Hi, one of the Airbnb engineers involved in this op here. Yeah... that does sound a lot like 3 years ago. The situation has gotten a lot better, especially with 5.6 and PIOPS. These days, things work pretty smoothly (even as the volume of traffic and data has scaled massively).

stock_toaster · on Oct 10, 2015

Ah. That is great to hear! It was a special kind of hell having to deal with it with such regularity, at any and all hours (4am?! of course!). ;_;

akurilin · on Oct 10, 2015

Is there any visibility into how this is actually implemented? Was considering switching from self-hosted Postgres on EC2 to RDS, but that delay would be certainly an issue.

stock_toaster · on Oct 10, 2015

No, there was zero visibility. Again..This was just over 3 years ago, so my memory isn't super fresh but we managed to wring bits and pieces of info from our paid aws support after we kept getting such horrible intermittent write latency.

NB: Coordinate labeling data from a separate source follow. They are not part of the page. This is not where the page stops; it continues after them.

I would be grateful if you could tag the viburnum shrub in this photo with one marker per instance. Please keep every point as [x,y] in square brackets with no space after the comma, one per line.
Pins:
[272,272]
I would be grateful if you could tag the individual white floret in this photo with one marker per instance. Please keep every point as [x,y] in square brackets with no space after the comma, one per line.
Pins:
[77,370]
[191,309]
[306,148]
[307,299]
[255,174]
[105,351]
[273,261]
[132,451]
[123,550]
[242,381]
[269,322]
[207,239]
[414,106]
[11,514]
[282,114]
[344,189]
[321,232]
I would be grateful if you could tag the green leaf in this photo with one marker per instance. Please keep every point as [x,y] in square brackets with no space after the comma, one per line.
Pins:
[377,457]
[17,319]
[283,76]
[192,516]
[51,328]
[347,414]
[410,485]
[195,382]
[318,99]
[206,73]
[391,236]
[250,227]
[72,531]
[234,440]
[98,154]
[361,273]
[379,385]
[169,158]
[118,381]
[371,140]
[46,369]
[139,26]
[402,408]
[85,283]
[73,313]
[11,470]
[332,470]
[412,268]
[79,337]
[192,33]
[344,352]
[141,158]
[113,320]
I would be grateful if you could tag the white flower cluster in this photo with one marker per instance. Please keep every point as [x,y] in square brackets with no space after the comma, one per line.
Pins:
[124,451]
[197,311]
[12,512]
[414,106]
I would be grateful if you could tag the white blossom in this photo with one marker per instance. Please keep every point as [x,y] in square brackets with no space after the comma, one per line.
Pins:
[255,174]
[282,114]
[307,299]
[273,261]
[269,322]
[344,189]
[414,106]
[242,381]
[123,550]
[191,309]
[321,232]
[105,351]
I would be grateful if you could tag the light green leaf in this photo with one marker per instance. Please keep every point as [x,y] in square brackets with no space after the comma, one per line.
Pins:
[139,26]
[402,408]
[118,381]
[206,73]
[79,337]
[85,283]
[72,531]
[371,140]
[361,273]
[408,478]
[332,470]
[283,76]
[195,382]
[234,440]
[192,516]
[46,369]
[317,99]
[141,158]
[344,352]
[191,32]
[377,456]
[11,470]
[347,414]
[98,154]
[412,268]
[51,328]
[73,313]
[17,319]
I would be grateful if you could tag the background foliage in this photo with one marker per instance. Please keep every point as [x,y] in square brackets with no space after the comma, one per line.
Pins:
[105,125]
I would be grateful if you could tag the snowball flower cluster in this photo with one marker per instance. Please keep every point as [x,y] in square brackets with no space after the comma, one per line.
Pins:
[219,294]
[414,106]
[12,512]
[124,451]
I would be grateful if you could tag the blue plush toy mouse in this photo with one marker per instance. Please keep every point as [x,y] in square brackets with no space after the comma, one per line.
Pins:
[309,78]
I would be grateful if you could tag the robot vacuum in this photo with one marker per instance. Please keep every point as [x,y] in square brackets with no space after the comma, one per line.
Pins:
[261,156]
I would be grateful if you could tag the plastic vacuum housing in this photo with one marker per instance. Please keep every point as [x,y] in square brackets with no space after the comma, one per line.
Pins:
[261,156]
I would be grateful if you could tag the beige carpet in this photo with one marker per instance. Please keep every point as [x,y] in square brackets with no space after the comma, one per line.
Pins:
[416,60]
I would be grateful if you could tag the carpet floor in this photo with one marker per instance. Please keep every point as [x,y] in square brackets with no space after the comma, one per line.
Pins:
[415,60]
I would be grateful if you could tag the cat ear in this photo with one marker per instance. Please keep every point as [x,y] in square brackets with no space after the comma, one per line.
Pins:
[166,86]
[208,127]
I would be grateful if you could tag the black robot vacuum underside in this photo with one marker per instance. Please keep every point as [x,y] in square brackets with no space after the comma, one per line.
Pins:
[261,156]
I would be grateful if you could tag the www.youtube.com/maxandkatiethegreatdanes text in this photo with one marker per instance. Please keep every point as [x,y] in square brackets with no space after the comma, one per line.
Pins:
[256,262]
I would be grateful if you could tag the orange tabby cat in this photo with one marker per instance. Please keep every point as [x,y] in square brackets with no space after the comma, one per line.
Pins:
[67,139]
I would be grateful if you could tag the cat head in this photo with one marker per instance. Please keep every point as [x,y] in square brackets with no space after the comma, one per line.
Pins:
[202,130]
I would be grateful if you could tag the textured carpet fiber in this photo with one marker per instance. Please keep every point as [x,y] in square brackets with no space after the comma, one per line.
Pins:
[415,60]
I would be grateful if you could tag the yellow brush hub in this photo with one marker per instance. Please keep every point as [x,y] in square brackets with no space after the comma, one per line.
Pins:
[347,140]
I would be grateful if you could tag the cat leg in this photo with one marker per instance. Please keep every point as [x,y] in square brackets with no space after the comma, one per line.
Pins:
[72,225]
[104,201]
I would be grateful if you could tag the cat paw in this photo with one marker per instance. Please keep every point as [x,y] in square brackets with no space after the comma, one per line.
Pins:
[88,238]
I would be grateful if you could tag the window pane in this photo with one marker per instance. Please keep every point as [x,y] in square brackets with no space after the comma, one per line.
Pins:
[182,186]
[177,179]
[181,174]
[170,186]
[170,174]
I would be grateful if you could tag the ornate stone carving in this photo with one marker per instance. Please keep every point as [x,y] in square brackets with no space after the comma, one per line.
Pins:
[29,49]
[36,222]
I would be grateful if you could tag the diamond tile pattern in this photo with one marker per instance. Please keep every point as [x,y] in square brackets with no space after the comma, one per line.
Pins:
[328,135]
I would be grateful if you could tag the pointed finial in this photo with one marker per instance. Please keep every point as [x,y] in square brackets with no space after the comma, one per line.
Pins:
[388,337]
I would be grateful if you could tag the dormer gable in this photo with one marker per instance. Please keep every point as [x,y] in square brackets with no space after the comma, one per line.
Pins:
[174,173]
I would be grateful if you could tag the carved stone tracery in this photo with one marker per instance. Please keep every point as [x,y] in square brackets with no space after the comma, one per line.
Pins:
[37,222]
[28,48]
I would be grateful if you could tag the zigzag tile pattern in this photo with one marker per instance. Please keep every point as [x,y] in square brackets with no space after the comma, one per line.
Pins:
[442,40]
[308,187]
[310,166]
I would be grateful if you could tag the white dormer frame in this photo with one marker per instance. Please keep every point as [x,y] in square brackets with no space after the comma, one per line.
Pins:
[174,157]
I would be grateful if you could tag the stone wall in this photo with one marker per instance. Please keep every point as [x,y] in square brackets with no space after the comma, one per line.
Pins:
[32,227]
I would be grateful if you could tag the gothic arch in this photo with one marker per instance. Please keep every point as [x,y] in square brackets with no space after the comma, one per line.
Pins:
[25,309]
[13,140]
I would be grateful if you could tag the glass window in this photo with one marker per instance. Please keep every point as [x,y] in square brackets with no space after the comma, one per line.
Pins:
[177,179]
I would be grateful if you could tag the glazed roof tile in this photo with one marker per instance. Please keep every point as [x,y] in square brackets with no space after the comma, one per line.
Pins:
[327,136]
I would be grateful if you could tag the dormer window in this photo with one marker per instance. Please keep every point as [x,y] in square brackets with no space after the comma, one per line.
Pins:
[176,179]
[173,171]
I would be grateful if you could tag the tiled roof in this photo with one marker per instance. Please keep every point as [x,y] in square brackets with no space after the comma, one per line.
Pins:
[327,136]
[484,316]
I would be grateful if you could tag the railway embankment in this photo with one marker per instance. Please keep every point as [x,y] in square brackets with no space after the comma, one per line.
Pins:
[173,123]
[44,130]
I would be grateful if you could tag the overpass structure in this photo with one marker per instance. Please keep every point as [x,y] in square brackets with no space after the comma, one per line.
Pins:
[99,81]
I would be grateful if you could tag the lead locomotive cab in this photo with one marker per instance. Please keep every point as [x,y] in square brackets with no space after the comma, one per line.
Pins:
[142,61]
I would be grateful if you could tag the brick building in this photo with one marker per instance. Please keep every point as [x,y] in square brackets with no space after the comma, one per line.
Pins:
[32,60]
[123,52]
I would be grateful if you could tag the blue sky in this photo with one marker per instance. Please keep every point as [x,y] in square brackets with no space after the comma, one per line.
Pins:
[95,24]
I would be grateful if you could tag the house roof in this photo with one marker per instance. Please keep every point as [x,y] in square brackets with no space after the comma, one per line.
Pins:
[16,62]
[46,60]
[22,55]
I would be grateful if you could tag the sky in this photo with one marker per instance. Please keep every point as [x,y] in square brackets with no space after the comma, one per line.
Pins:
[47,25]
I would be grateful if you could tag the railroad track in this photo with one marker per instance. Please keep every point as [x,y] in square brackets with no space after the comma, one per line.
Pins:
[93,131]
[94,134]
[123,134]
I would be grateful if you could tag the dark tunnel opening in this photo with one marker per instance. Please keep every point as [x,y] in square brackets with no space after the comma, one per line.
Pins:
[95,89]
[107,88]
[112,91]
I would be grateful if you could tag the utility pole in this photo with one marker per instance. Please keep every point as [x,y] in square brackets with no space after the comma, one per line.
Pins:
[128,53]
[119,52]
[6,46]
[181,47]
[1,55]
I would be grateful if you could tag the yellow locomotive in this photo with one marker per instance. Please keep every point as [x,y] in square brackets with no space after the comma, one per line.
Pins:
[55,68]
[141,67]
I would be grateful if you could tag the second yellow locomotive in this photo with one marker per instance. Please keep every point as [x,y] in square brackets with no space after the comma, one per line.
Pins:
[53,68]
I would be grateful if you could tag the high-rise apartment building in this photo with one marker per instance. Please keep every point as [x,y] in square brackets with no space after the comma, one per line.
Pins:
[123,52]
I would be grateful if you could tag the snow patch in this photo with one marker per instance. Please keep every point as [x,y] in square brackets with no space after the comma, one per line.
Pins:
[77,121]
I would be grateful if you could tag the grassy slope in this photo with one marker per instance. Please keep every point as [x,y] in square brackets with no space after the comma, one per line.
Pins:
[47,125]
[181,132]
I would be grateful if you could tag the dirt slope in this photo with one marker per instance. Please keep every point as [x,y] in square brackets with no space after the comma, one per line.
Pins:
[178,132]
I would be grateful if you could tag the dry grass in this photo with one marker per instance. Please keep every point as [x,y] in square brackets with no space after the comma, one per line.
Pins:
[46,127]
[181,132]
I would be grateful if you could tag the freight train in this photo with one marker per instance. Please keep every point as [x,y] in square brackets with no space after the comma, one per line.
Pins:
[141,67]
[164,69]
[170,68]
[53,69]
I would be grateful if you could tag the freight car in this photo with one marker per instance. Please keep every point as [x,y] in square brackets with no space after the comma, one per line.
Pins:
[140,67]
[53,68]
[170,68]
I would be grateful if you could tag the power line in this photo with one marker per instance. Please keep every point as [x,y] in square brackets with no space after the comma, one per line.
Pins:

We later tried just running mysql ourselves on big instances, and raid'ing across a large amount of EBS volumes... we ended up running into other weird issues with that too. We would sometimes get terrible write latency spikes, which we were told was a result of "stuck blocks on the SAN". Apparently the backing SAN would sometimes have some blocks that performed very poorly (maybe a disk under high contention in one SAN cabinet?), and this would cause our overall RDS performance to plummet, but only irregularly. We would usually get on the horn and after talking with someone it would either magically stop being slow ("we dont see any problems here!") or we would be told about some "stuck blocks" and they would do some type of remapping or migration of those blocks. Not very transparent to us what really was going on. Sometimes we would just spin up new instances and ebs volumes, and do perf testing on them until we got a set that performed consistently, until something goofy happened again a week later or something. Pretty awful. We tried local instance storage, but it just wasn't fast enough (primary reason), and it felt a bit dangerous -- even though we backed up to an EBS volume pretty regularly.

We ended up bailing from aws and saw huge performance improvements (reduction in latency, etc) by using ssds and real hardware. We even actually ended up with some cost savings! Not long after we left, amazon came out with local SSD storage (high I/O instances I think they were called?), which may have been workable, but by then we had migrated away (we still used s3 though, and still used on-demand instances for developers).

akurilin · on Oct 10, 2015

Got it, thanks for clarifying. The transition to bare metal story doesn't seem to be nearly as frequent nowadays, although it does still happen. We've been mostly lucky with AWS performance so far, but this certainly isn't super encouraging, especially given the apparent performance unpredictability here.

bpicolo · on Oct 10, 2015

Though if one part of your stack is going to be on the metal, db is a good choice.

mentat · on Oct 10, 2015

Failing between AZs is a multi minute process and sometimes doesn't work at which point you have to get someone on the phone.

toomuchtodo · on Oct 10, 2015

I would not consider 120 seconds to be excessive when you're failing over to a new master from the hot slave.

akurilin · on Oct 10, 2015

Ouch, isn't automatic failover one of the big selling points of RDS?

kureikain · on Oct 10, 2015

From what I see, that failover uses DNS. The endpoint stays same, but it's pointed to new IP address or so...And the app may continue to use the cached IP from DNS query. I have to write a daemon to listen to RDS event and restart our app if it detects a failover event :(

gaius · on Oct 10, 2015

Those who forget Oracle are doomed to reinvent it.

rcaught · on Oct 10, 2015

Those who forget open source databases are doomed to pay per-processor licensing fees.